Anyhow, we shall watch and see...

Wednesday, 8 October 2008

Money: formerly the best thing money could buy

I had to go straight to Reuters this morning just to feel as goddamn low as possible, in this case with some coverage of the IMF’s latest grim World Economic Outlook. The facts, as bald as we know 'em to be - ‘the world economy is now entering a major downturn in the face of the most dangerous shock in mature financial markets since the 1930s.’ The IMF confirm that Europe and the US are in a special pit of hell, but China and India, if looking at slower growth, will be ‘supported by solid private consumption.’ Lucky them.
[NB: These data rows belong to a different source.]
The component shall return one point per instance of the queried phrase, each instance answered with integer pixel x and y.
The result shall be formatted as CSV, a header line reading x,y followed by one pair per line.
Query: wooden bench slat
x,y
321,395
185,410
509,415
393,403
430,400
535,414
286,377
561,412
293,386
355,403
But we’ll be tightening our belts round this household, no bloody fear.
Still, I couldn’t quite resist checking in on Hamish McRae at the Independent, since he was offering the headline ‘Amid all the panic, there is some good news.’ And to his mind the good news can be summarised thus:
- ‘The Bank of England can and will cut interest rates, which will make things easier for borrowers and for the commercial banks themselves.’ (A prediction Gordon Brown had the pleasure of confirming as reality around lunchtime.)
- ‘the vast majority of British people will be able to go on servicing their mortgages… the home loans the banks swap for cash at the Bank of England will not involve any loss to the Bank or ultimately the taxpayer.’ (I like this faith in the Good Old Vast Majority of British people currently renting their homes from the banks...)
- 'There is virtually no theoretical limit to the amount of money a central bank can create… The big point here is that the modern state has enormous financial power. Providing confidence in its own competence is maintained it can borrow on an almost unthinkably large scale.’ (If this is good news then I'd rather get back into my little pit of hell and wait for the burning to stop. Still, confidence of all kinds is what we're after right now.)